Feedback
ella
Grondwettelijk Hof: afwijkend opzegbeding ‘hoogste bedienden’ blijft gelden
Losse berichten
Gepubliceerd op 22/10/2018

Sinds 1 januari 2014 wordt de opzegtermijn van arbeiders en bedienden op dezelfde wijze berekend, volgens de regels van de Wet Eenheidsstatuut (WES).

 

Rugzakje + nieuwe termijn

 

Voor een werknemer die in dienst kwam vóór 2014 bestaat de opzegtermijn uit twee delen: een ‘rugzakje’ met de (theoretische) opzeg op 31 december 2013, verhoogd met een termijn uitgedrukt in weken op basis van de anciënniteit sinds 1 januari 2014.  

 

Bij opzeg door de werkgever, is het rugzakje van een bediende met een bruto jaarloon hoger dan 32.254 euro (bedrag geldig in 2013), een forfaitaire termijn: 1 maand per begonnen dienstjaar, met een minimum van 3 maanden.

 

Afwijkend opzegbeding voor 'hoogste' bediende

 

Vóór 2014 konden een werkgever en een bediende met een bruto jaarloon hoger dan 64.508 euro (bedrag geldig in 2013) ook een individuele overeenkomst sluiten over de door de werkgever te respecteren opzegtermijn.
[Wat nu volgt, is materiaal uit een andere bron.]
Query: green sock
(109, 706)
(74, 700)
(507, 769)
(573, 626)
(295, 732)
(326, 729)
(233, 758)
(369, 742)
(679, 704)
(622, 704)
Dat moest dan wel gebeuren uiterlijk bij de indienstneming. Het afwijkend opzegbeding moest een termijn bevatten van minstens 3 maanden per begonnen periode van 5 jaar dienst. Maar de overeengekomen termijn kon ook gunstiger zijn voor de werknemer.

 

De WES schuift dergelijke individuele overeenkomsten als het ware opzij. Ongeacht de overeenkomst die de bediende daarover met zijn werkgever sloot, is de termijn in het rugzakje altijd 1 maand per begonnen dienstjaar, met een minimum van 3 maanden.

 

Grondwettelijk Hof: afwijkend opzegbeding blijft gelden

 

Het Grondwettelijk Hof heeft nu geoordeeld dat die bepaling in strijd is met het gelijkheidsbeginsel. De oude, individuele opzegbedingen voor bedienden met een jaarloon hoger dan 64.508 euro (in 2013), blijven geldig om het eerste deel van de opzegtermijn verbonden aan de anciënniteit op 31 december 2013 te bepalen. De regel van 1 maand per begonnen dienstjaar zal in zo’n situatie dus niet van toepassing zijn.

 

De wet moet aangepast worden. In afwachting zullen de rechtbanken het arrest van het Grondwettelijk Hof ook al toepassen.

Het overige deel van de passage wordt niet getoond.